A long silence settled among them. Balroath interrupted the stillness with a subtle threat: He put down the whip. The next assault would be on someone he loved.
“I will not ask again.”
Kett’s chest and gut tightened. Could he reveal the names and plans and hopes of countless families?
I have to get us out!
One last time he turned to Saleema. He needed her look of faith and courage. There was none. Only an aimless plea. Her heart had been pushed too far. He was alone.
He wanted to cry out to his gods, then. Seek rescue, or strength, or just relief. Their Abandonment had never struck him as deeply as now. He was not alone merely in this remote tribunal. He was alone under all the skies of heaven.
In his mind rose the story of Tanelius, an Inveterae of the Fennsalar race herded into the Bourne after the Whiting of Quietus. Tanelius, who, though abandoned by his makers, would not abandon them. Tanelius, who had believed that his own decency would qualify him one day to return to the lands south of the Pall. Tanelius, who ha
d earned the trust of the Quiet through labor.…
A new thought lit in Kett’s mind. A dangerous one.
There were rumors that the Quiet had discovered a way out of the Bourne, or at least knew a way of disrupting the Veil while they crossed. It was only a rumor, but one Kett had heard enough times to lend it some weight.
So, there was a way.
Coughing up more blood, he gathered all his strength and stood, his shoulders throbbing with pain. “Place me in service. Give me a rank.”
Balroath’s eyebrows rose. “What do you mean?”

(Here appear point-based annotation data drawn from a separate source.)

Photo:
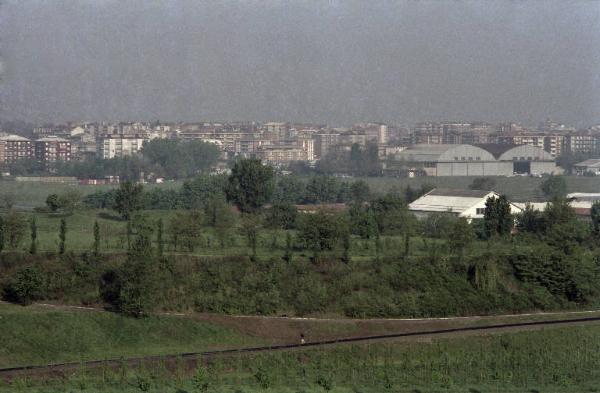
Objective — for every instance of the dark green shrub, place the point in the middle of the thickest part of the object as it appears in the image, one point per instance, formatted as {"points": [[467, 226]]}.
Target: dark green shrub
{"points": [[27, 285]]}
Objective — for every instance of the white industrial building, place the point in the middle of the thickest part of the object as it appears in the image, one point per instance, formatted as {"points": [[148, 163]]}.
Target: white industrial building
{"points": [[462, 203], [477, 160], [591, 166]]}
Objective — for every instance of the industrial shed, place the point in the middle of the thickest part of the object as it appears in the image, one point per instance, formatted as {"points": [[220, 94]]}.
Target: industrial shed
{"points": [[462, 203], [477, 160]]}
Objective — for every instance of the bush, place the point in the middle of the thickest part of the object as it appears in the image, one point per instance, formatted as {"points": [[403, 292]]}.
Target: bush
{"points": [[27, 285]]}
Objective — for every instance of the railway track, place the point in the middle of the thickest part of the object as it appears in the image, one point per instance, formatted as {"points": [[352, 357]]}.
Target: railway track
{"points": [[61, 369]]}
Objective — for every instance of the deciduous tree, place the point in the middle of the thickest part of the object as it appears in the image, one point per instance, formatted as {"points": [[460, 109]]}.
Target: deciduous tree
{"points": [[251, 185]]}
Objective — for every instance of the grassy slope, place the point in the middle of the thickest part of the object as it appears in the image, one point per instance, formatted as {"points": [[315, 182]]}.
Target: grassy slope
{"points": [[32, 194], [553, 360], [38, 336], [517, 188]]}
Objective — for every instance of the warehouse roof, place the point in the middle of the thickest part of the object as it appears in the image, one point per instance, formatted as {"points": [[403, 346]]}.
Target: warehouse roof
{"points": [[496, 149], [591, 163], [449, 200]]}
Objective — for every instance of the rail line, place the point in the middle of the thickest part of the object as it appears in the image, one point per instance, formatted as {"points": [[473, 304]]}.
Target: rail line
{"points": [[11, 372]]}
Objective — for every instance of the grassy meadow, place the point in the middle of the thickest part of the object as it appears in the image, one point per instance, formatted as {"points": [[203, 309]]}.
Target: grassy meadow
{"points": [[39, 335], [28, 195], [552, 360], [518, 188]]}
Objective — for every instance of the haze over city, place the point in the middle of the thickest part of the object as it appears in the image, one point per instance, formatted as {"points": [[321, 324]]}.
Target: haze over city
{"points": [[335, 62]]}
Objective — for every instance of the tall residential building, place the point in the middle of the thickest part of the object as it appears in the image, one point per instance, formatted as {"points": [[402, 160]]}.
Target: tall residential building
{"points": [[111, 146], [52, 148], [16, 148], [582, 142], [278, 129], [324, 141]]}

“If I betray my cousins, I’ll be dead in a few hours—my people won’t suffer a double tongue. But if you pardon me, give me a brand and rank, I am more valuable to you.”
“I’m listening,” Balroath said with neither interest or skepticism.
Kett composed himself, drew a lungful of air, and looked around at the other tribunal members. “If there is an Inveterae exodus planned, it will take much for you to stop it. Not to mention the distraction from your own plans. But Inveterae races will listen to me. I can be an example. I can lead them in a new direction.”
Balroath studied him. “Why would you do this?”
“You know the answer to that.” Kett glanced at Saleema and his children. “But I must be raised in the estimation of your leaders, the Sedgel. I must have a place among you.”
Balroath stared at him with questioning eyes.
“Otherwise,” Kett continued, “Inveterae won’t believe what I tell them.”
“And what would you tell them?”
Kett formed the words carefully. “That you will lead us all into the world beyond the Pall. That you don’t want war. That you will return us to the first intentions of the Framers.”
Balroath laughed—an awful, basso sound that got into the very soil. “You think you can convince Inveterae of this?”
Kett stared back with as much challenge as he dared. “If they see me seated in the halls of your leadership … yes.”
The sour mirth on Balroath’s face fell away. He stepped forward, brandishing his whip. “You don’t understand the bargain you strike, Kett Valan. The south of the Bourne is a good place for you. North and west … it has a different occupation. And if we agree, you will be changed. You might prefer to die as you are.”